Ningún consejo. O, a lo sumo, el de Zaratustra: “Mi consejo, realmente, es que os alejéis de mí y me evitéis”.
Pero sí que me gustaría alertaros sobre un peligro que os va a acechar de inmediato: el peligro del autoengaño, de la autojustificación, de la racionalización de una práctica infame y un empleo mercenario. Ya debéis saber que vais a ser contratados por el poder, por el Capital y por el Estado, para llevar a cabo los cotidianos y terroríficos “trabajos sucios”  sobre  la  subjetividad  de  los  jóvenes;  ya  debéis  saber  que,  como  Faustos menores, vais a vender vuestra alma al Diablo. Os redimiría de algún modo que, en ese trance, manchadas las manos y alquilada la conciencia, por lo menos no os engañaseis... Ojalá pudierais no existir. Ojalá pudiéramos no existir. Me temo que, andando el tiempo, la culpabilidad y el patetismo os hará exclamar aquello que también yo repito y me repito: “vivo en el cráter de un volcán y, de vez en cuando, amenazo con irme”...

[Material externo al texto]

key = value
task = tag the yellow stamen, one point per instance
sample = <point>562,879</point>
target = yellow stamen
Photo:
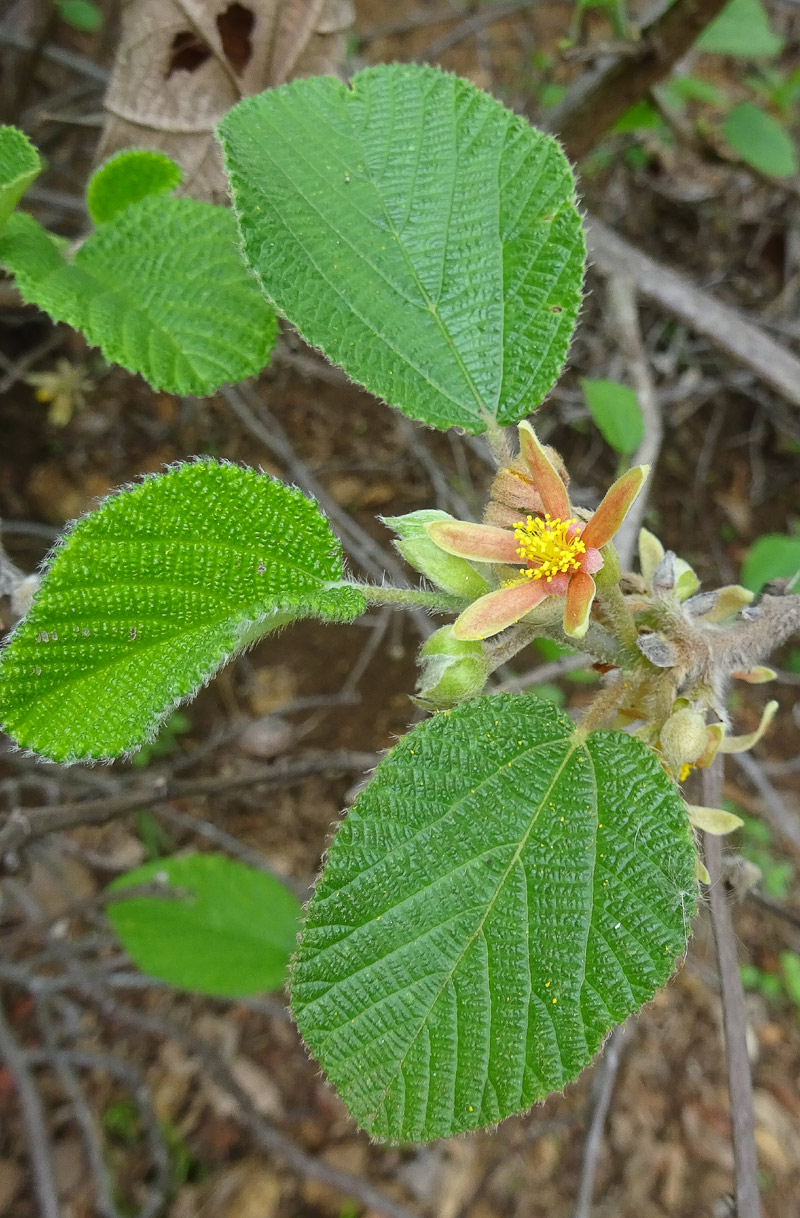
<point>546,542</point>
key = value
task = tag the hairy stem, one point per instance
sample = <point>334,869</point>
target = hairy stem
<point>440,602</point>
<point>733,1015</point>
<point>613,602</point>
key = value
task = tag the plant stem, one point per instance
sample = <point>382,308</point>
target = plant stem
<point>602,96</point>
<point>733,1015</point>
<point>440,602</point>
<point>610,597</point>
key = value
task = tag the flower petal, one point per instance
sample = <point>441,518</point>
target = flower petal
<point>592,562</point>
<point>577,608</point>
<point>546,478</point>
<point>619,499</point>
<point>497,610</point>
<point>484,543</point>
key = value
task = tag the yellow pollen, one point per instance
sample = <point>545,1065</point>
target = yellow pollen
<point>546,543</point>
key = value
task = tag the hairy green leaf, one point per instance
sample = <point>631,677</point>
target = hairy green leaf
<point>20,166</point>
<point>161,289</point>
<point>761,140</point>
<point>501,895</point>
<point>147,596</point>
<point>425,238</point>
<point>128,177</point>
<point>743,28</point>
<point>231,932</point>
<point>616,411</point>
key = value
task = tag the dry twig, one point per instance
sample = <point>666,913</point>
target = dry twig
<point>726,327</point>
<point>604,1079</point>
<point>602,96</point>
<point>733,1015</point>
<point>34,1119</point>
<point>24,826</point>
<point>622,301</point>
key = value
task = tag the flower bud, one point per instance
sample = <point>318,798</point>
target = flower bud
<point>452,670</point>
<point>447,571</point>
<point>683,738</point>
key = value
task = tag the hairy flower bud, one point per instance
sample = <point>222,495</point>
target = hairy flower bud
<point>454,575</point>
<point>683,738</point>
<point>451,670</point>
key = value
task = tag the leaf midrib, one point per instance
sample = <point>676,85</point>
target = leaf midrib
<point>574,746</point>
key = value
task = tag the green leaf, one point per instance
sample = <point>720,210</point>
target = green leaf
<point>80,15</point>
<point>642,116</point>
<point>678,90</point>
<point>760,140</point>
<point>616,412</point>
<point>161,290</point>
<point>231,934</point>
<point>772,557</point>
<point>146,597</point>
<point>20,166</point>
<point>742,28</point>
<point>498,898</point>
<point>127,178</point>
<point>425,238</point>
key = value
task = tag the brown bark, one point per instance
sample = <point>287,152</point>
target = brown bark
<point>604,95</point>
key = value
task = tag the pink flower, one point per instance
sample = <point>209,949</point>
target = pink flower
<point>560,553</point>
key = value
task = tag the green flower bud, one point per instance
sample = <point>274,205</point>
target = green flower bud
<point>683,738</point>
<point>447,571</point>
<point>451,670</point>
<point>686,581</point>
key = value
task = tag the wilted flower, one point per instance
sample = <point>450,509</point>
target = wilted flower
<point>560,553</point>
<point>65,389</point>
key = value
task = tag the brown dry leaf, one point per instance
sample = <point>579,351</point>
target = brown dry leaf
<point>183,63</point>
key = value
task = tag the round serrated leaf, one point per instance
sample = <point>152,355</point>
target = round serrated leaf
<point>418,232</point>
<point>231,933</point>
<point>161,289</point>
<point>501,894</point>
<point>146,597</point>
<point>20,166</point>
<point>128,177</point>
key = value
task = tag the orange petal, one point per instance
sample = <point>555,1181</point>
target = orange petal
<point>546,478</point>
<point>494,612</point>
<point>484,543</point>
<point>619,499</point>
<point>577,608</point>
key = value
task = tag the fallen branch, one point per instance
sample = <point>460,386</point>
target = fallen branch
<point>726,327</point>
<point>28,825</point>
<point>602,96</point>
<point>34,1121</point>
<point>604,1080</point>
<point>625,316</point>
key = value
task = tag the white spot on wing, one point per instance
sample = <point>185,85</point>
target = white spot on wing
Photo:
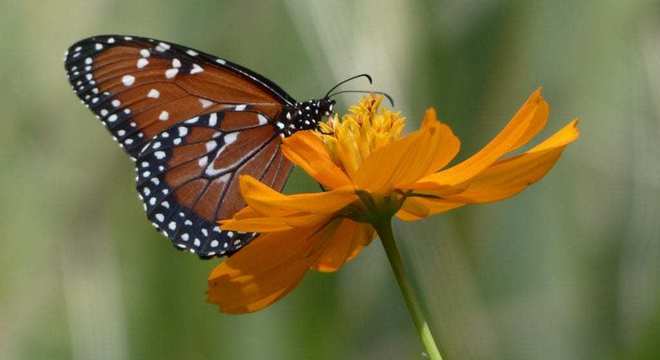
<point>231,137</point>
<point>205,103</point>
<point>162,47</point>
<point>128,80</point>
<point>213,119</point>
<point>196,69</point>
<point>153,93</point>
<point>171,73</point>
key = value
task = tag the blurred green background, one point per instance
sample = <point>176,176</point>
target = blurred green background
<point>567,270</point>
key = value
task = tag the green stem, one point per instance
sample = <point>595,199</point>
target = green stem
<point>384,230</point>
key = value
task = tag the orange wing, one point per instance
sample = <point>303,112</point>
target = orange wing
<point>193,122</point>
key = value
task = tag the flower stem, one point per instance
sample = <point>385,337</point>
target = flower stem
<point>384,230</point>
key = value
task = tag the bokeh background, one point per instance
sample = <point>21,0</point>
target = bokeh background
<point>567,270</point>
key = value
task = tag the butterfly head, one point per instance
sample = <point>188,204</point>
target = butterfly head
<point>304,115</point>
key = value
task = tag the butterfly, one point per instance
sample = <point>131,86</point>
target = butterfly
<point>192,123</point>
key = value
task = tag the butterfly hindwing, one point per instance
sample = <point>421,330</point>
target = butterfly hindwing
<point>187,176</point>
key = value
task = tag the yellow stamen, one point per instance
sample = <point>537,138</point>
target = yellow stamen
<point>365,128</point>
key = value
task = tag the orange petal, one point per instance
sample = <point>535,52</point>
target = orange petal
<point>306,150</point>
<point>345,243</point>
<point>408,159</point>
<point>257,224</point>
<point>527,122</point>
<point>264,271</point>
<point>510,176</point>
<point>271,203</point>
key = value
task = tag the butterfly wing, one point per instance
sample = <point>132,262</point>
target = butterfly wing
<point>139,87</point>
<point>194,123</point>
<point>188,177</point>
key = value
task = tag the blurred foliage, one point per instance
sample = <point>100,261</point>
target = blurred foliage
<point>567,270</point>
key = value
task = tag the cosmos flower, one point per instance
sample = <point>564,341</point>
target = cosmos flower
<point>370,173</point>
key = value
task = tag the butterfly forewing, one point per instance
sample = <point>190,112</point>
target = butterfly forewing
<point>193,121</point>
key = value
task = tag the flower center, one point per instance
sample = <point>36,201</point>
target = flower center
<point>364,129</point>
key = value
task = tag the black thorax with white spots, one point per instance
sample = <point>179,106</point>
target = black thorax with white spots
<point>303,116</point>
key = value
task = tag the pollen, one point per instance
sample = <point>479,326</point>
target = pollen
<point>364,129</point>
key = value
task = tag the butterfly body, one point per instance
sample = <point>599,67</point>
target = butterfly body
<point>193,123</point>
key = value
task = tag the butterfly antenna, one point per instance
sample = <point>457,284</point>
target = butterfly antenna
<point>371,81</point>
<point>389,98</point>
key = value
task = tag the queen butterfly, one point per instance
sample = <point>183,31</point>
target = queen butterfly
<point>192,123</point>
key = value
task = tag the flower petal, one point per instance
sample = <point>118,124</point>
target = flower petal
<point>306,150</point>
<point>407,160</point>
<point>510,176</point>
<point>268,202</point>
<point>527,122</point>
<point>346,242</point>
<point>264,271</point>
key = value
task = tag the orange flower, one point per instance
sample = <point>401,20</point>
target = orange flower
<point>370,173</point>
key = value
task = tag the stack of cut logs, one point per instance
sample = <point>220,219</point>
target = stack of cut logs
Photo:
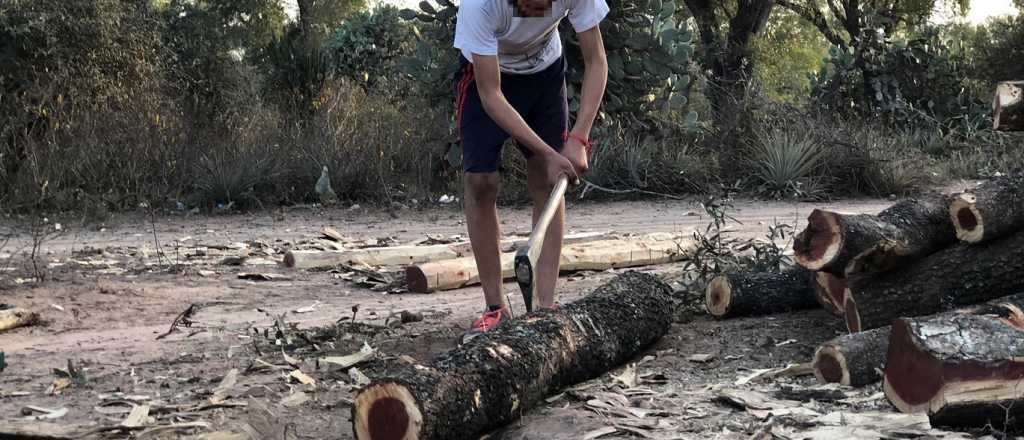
<point>932,291</point>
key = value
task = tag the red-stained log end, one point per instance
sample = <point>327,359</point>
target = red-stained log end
<point>912,378</point>
<point>388,420</point>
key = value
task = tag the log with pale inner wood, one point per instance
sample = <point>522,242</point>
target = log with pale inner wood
<point>758,294</point>
<point>993,210</point>
<point>14,317</point>
<point>828,291</point>
<point>1008,106</point>
<point>404,255</point>
<point>857,359</point>
<point>963,369</point>
<point>496,378</point>
<point>601,255</point>
<point>845,245</point>
<point>958,276</point>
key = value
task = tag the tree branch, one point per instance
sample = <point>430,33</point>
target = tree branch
<point>811,13</point>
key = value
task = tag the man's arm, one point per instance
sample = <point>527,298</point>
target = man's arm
<point>595,78</point>
<point>488,84</point>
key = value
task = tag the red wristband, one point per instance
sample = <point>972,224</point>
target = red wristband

.- ¿Es posible una práctica “anarquista” de la docencia? ¿En qué sentido Heliogábalo, el “anarquista coronado” de Antonin Artaud, se ha constituido, como reconoces, en el inspirador de el Irresponsable, tu prototipo de anti-profesor en ejercicio?

La práctica anti-pedagógica, anti-profesoral, de el Irresponsable ha tomado en parte como  modelo,  ciertamente,  a  Heliogábalo,  el  “anarquista  coronado”  de  Antonin Artaud...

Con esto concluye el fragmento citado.